Six years ago, as I was slowly healing and finding the true me again, I began to use a number of self-care strategies. I now practice them daily. The resilient structure of my mental and physical wellness sits solidly on these foundations:
- I exercise every day. (I’d write these four words in seventy-two point font if I had room.) It doesn’t take all that much effort. Regular, moderate exercise can be as effective as anti-depressant medications.[3]
- I have recruited what I call a SEAL (Supportive, Energizing And Loving) Team. Mine includes a mentor, my cycling coach, my therapist, our pastor, and friends and family members whom I trust with my life. We have each other’s backs. No one on our team gets left behind.
- I see a counselor. In my humble opinion, I think just about everyone could benefit from spending time periodically with a mental wellness professional.
- Because of my significant depression, I was prescribed an anti-depressant. It works, I am grateful for it, and I make sure I take it every day. Again, zero shame in that.
- I practice mindfulness. As with most folks who meditate, my attention often slides around like a Bernese Mountain dog on ice. That’s meditation for you.
- I nurture my faith and spirituality. Part of that practice is to say the serenity prayer every morning.
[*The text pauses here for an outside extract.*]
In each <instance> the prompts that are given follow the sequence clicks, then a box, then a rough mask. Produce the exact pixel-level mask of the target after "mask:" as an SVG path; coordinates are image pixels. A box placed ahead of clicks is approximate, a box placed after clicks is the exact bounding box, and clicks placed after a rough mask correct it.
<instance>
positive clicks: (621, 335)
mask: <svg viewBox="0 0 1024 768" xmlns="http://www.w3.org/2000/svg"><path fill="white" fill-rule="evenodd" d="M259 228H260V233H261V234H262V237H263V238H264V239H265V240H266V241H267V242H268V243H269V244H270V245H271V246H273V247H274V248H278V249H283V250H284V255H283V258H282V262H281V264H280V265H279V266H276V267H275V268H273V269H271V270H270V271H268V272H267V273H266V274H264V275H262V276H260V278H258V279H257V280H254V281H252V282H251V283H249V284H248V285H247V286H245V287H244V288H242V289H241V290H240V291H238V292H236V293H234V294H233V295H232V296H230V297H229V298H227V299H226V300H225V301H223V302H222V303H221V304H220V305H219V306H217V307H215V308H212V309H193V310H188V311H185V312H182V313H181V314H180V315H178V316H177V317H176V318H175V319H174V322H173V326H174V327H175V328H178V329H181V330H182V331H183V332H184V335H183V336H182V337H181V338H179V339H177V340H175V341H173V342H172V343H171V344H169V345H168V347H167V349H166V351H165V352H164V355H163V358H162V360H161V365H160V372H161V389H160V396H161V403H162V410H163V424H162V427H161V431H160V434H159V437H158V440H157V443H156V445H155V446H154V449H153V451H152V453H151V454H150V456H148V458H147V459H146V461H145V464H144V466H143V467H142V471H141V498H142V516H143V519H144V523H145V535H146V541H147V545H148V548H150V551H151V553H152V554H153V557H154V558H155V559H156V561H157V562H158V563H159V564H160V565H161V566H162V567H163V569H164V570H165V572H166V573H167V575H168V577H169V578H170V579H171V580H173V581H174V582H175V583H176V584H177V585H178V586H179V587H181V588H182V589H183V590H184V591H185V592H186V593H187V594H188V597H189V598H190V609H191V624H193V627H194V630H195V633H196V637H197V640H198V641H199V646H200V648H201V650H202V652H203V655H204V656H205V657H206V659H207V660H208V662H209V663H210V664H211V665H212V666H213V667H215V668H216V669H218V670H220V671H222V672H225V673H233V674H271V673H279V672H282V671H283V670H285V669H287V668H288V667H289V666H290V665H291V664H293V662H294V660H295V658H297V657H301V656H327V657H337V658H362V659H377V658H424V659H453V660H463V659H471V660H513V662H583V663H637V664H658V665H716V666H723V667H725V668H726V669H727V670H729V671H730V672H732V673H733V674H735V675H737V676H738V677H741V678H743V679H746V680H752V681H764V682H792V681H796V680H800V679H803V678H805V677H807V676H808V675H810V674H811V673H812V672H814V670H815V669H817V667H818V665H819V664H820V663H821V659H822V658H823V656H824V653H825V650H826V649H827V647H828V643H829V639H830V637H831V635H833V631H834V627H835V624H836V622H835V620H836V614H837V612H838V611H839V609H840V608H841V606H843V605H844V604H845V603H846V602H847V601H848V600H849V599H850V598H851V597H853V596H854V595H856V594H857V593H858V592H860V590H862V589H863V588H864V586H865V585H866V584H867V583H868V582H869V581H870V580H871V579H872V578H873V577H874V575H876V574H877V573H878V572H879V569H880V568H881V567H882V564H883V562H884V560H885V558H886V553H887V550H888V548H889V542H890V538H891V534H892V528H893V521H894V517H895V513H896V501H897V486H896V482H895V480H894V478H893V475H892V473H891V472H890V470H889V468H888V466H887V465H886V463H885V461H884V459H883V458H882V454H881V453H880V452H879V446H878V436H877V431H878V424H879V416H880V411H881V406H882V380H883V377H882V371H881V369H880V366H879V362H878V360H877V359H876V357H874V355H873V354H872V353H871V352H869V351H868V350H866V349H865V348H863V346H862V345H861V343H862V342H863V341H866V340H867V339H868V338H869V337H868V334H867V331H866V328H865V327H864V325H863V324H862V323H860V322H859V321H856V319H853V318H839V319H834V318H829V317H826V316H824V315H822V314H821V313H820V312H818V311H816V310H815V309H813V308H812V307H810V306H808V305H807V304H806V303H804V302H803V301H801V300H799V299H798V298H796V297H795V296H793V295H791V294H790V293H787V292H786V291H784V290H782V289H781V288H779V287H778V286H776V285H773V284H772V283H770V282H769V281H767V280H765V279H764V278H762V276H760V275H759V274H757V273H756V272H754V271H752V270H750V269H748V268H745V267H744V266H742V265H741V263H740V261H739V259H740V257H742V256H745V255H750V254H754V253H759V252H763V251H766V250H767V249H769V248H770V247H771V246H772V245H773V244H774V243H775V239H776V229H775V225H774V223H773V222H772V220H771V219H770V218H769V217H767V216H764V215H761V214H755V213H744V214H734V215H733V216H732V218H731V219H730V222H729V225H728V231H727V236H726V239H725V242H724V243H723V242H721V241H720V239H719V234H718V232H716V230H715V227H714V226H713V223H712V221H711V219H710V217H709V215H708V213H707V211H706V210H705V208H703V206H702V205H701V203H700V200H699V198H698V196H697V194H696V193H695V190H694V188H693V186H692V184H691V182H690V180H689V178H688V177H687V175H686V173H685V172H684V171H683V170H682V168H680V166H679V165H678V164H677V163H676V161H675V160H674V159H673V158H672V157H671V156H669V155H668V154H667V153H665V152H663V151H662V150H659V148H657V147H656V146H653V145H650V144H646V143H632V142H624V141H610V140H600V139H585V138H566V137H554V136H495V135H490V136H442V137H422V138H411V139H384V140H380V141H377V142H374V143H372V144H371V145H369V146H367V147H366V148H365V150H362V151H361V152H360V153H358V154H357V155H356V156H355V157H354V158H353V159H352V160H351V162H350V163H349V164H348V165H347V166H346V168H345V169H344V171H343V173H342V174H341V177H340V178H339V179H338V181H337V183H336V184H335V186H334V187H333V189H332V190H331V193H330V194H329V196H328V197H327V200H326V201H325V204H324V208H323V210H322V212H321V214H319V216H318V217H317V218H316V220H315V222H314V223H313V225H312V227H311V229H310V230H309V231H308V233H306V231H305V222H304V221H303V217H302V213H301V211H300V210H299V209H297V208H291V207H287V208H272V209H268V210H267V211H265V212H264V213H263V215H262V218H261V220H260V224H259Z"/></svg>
It applies to everything that life offers up.
- I work in the service of others. What at first blush sounds like a chore, usually turns out to be a joy and a privilege. When you encounter a homeless person, look him or her in the eye and say hello. That simple act of loving kindness will bring you both a bit of dignity, grace, and respect.
- I recharge. There are many ways to do this. I ride my bike a lot. I do my best to duck out of the smartphone circus tent periodically. Getting at least eight hours of sleep is the most important slice of the twenty-four hour pie. When I have trouble falling asleep, I say this soothing New Zealand prayer:
It is night after a long day.
What has been done has been done.
What has not been done has not been done.
Let it be; the night is for stillness and rest.
An attorney and mediator, Cam has now spoken publicly to over seventy audiences about his journey through a major depressive episode in 2013. In 2018, Cam founded Stout Heart, Inc., a 501c3 nonprofit. Its mission is to obtain charitable funding to support Cam’s efforts to share his inspiring story of resilient recovery with students and educators, first responders, veterans, and people living on the margins of society.